けど、俺にはちゃんと手伝う理由があった。このチケットをどうしても手に入れなきゃならないっていう、しっかりとした動機があったからやったんだ。
この子に、どうしても渡したかったから。
「その、果南。昨日はありがとな」
「え? ああ、うん。私の方こそ」
「えっと、そのお礼って言っちゃなんだけどさ」
果南に近づき、ポケットに入っている二枚のチケットのうち、一枚を引き抜いた。
そして、彼女にそれを差し出す。本当は明日にでも淡島に行って渡す予定だったんだけど、ここで会えたんだから渡しておかない理由はないと思った。
「…………これ」
「海の家を手伝ったら貰えたんだ。明日花火を見るから、ちょうどいいと思って」
果南はこのチケットがどれだけレアなものなのか分かっているのだろう。驚いた顔をして、俺の手にある一枚の紙を眺めていた。
せっかく彼女が花火大会に誘ってくれたんだから、俺からも何かを返したかった。だからこれを貰えてよかった。
「いいの? 私なんかに」
「果南にあげたかったんだよ。だから貰ってやってくれ」
少し恥ずかしいことを言いながら、渋る果南にチケットを押し付けた。二枚あったところで他に誘う奴もいないし、貰ってもらわないと困る。

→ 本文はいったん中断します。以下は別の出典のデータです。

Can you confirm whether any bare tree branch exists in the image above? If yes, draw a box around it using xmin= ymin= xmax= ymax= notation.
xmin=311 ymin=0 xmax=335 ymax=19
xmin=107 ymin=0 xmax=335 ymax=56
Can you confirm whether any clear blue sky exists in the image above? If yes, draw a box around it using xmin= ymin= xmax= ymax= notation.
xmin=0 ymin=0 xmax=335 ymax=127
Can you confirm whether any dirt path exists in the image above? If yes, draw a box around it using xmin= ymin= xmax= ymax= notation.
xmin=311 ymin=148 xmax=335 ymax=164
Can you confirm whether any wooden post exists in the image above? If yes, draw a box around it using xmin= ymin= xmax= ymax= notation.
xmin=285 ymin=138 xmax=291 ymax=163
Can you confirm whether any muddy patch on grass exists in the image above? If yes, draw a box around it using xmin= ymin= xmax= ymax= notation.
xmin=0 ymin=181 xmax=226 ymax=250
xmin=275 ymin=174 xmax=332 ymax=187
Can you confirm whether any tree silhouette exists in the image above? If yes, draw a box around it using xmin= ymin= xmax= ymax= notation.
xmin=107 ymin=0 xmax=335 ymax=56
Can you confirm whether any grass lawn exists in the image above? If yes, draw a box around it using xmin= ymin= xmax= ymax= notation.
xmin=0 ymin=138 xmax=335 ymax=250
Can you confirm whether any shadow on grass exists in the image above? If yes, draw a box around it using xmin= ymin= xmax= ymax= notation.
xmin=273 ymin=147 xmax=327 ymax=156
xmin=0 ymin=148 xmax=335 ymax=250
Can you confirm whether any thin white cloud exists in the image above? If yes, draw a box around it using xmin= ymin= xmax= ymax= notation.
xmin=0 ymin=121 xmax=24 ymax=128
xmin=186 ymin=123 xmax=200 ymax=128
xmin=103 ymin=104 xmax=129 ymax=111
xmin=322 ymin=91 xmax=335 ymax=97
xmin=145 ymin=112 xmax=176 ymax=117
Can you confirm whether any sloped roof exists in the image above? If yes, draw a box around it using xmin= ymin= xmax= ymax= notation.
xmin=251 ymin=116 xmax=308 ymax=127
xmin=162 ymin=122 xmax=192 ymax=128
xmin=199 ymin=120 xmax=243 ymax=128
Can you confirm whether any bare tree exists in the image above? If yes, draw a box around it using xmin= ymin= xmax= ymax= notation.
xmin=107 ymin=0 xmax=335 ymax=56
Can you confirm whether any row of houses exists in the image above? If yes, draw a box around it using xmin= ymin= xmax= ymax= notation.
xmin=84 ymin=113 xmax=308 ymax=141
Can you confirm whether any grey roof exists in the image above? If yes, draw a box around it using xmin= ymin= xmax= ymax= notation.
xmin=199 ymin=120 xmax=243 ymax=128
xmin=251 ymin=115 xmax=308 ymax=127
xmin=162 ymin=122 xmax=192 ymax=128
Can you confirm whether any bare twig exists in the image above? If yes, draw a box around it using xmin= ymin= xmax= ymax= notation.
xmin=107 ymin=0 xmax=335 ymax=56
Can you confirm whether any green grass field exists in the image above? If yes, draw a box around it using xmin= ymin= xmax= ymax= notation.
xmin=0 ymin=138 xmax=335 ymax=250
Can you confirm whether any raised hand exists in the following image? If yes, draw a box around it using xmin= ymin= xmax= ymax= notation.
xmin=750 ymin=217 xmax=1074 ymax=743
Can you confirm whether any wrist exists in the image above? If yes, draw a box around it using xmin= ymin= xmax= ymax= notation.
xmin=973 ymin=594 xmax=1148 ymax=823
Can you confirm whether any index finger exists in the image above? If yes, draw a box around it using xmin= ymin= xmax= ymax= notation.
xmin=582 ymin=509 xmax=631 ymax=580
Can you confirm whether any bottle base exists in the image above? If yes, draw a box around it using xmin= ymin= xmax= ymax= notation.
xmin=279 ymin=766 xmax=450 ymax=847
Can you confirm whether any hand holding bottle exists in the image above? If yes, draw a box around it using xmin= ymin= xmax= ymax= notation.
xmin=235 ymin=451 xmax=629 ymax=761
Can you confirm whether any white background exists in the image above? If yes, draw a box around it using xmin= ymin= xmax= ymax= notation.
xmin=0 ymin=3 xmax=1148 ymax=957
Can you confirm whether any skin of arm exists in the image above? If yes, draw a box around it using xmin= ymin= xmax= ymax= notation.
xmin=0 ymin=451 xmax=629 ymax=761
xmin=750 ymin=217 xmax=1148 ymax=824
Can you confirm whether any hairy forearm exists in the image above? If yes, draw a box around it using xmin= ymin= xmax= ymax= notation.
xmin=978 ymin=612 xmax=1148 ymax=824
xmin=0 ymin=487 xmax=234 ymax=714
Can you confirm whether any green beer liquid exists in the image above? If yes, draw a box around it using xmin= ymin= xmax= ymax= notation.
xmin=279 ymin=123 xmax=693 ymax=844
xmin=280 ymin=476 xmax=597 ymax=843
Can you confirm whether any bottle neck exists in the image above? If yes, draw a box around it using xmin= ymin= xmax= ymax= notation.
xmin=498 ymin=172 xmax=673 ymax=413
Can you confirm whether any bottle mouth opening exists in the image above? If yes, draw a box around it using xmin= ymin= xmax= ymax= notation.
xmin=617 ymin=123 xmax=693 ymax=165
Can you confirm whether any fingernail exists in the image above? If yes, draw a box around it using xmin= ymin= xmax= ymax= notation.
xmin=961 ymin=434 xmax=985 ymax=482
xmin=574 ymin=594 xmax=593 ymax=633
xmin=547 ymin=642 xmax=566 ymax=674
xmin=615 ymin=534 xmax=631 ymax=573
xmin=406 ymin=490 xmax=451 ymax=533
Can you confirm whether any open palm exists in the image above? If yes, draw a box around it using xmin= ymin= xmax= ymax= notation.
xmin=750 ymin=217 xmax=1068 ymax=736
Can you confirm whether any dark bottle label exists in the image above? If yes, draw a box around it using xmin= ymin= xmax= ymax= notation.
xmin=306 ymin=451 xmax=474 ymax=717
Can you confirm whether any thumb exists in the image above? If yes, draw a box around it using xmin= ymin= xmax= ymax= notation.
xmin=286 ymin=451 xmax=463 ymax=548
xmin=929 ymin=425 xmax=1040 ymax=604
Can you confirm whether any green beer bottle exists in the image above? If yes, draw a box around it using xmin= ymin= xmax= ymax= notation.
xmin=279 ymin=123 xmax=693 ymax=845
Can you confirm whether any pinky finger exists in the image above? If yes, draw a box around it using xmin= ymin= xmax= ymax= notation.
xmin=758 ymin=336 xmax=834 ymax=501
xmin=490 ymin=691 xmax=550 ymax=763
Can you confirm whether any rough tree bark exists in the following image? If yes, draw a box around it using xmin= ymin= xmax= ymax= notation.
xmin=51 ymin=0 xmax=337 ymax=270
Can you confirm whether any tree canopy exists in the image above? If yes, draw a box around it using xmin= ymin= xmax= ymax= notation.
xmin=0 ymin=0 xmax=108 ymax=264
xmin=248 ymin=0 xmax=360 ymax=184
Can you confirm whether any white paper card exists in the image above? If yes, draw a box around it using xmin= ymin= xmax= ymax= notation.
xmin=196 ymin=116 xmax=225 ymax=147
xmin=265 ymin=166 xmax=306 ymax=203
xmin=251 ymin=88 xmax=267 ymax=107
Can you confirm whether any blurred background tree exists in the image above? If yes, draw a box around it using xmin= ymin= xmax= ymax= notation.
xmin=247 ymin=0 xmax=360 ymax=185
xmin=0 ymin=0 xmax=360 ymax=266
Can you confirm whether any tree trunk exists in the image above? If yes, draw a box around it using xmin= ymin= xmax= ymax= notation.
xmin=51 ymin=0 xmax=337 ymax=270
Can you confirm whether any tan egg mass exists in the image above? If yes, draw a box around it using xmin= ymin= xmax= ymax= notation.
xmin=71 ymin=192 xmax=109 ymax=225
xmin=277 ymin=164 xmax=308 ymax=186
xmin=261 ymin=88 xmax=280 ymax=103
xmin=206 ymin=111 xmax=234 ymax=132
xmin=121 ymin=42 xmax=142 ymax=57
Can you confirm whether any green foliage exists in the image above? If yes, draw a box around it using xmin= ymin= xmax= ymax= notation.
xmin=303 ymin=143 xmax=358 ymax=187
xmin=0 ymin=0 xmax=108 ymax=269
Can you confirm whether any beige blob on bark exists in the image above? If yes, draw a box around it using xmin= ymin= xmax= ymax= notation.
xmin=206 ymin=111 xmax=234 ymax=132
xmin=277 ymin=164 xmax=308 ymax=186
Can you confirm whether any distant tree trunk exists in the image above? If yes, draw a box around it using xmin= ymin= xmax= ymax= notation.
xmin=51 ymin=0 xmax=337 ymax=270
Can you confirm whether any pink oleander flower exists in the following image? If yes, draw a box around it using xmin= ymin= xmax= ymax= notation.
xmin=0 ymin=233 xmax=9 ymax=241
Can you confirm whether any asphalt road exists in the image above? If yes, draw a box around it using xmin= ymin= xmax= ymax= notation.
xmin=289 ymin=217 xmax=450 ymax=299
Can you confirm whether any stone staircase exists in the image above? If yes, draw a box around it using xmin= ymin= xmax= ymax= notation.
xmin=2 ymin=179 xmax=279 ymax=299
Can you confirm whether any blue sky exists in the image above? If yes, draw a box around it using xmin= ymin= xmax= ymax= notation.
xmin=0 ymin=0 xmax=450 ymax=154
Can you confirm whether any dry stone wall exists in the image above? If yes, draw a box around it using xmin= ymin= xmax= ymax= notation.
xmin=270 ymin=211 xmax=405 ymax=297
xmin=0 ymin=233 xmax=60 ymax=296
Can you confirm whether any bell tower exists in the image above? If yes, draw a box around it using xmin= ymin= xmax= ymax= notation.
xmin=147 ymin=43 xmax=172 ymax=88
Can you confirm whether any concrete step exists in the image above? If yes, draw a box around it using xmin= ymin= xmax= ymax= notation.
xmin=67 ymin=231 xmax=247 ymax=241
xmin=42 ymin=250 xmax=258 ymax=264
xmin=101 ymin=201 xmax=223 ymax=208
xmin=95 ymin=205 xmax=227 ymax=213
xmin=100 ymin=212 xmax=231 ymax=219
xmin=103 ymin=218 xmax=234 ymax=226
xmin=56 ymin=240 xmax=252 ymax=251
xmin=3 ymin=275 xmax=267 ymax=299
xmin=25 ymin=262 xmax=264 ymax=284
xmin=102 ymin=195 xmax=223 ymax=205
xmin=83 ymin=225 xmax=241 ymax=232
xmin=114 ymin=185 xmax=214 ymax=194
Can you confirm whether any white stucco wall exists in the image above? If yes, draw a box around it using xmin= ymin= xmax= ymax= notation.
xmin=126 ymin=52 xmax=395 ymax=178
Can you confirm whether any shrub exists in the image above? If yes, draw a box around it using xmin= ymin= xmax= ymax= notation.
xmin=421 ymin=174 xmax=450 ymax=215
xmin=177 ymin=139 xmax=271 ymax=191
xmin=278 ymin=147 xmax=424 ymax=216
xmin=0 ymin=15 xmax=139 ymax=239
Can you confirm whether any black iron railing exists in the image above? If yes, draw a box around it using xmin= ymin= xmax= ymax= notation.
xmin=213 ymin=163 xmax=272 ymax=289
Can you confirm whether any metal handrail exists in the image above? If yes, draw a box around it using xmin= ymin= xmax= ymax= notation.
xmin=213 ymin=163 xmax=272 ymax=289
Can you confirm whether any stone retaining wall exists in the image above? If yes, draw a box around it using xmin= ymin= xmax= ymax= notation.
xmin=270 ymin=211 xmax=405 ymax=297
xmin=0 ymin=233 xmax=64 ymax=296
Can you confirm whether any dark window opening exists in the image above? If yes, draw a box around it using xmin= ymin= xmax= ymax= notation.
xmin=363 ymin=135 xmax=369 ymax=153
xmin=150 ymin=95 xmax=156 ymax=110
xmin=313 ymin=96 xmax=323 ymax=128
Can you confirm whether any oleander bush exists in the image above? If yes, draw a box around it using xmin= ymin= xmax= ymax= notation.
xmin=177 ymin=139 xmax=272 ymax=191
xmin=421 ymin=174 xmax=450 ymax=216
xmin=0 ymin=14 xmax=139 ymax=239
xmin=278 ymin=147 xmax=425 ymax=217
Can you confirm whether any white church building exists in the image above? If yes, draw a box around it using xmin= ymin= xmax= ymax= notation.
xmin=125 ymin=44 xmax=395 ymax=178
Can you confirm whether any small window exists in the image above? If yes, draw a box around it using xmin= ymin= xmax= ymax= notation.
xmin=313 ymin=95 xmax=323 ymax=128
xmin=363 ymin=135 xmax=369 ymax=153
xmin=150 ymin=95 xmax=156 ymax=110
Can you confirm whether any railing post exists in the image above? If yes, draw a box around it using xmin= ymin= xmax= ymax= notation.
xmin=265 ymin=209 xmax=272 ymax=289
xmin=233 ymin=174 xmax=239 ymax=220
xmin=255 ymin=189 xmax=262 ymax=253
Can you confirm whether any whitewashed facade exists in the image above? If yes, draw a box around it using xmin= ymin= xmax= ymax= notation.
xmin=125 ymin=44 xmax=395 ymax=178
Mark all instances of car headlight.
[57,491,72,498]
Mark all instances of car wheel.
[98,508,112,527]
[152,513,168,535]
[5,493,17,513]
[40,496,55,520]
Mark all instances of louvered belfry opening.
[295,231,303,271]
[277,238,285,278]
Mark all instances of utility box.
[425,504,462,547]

俺からチケットを受け取った果南は、手に持つ一枚の紙をジッと見つめていた。
それから数秒後、彼女は顔を綻ばせてくれる。
「…………ありがと、信吾くん。うれしい」
この笑顔が見れただけで、今日一日の努力がすべて報われた気がした。
それと同時に、明日の花火大会が楽しみで仕方なくなってしまった。遠足を心待ちにして眠れなかった小学生の頃の気持ちを思い出した。
明日も、今日みたいに晴れますように。
藍色の空にお願いをして、死ぬ気で駆け抜けた海の家の手伝いは終わったのだった。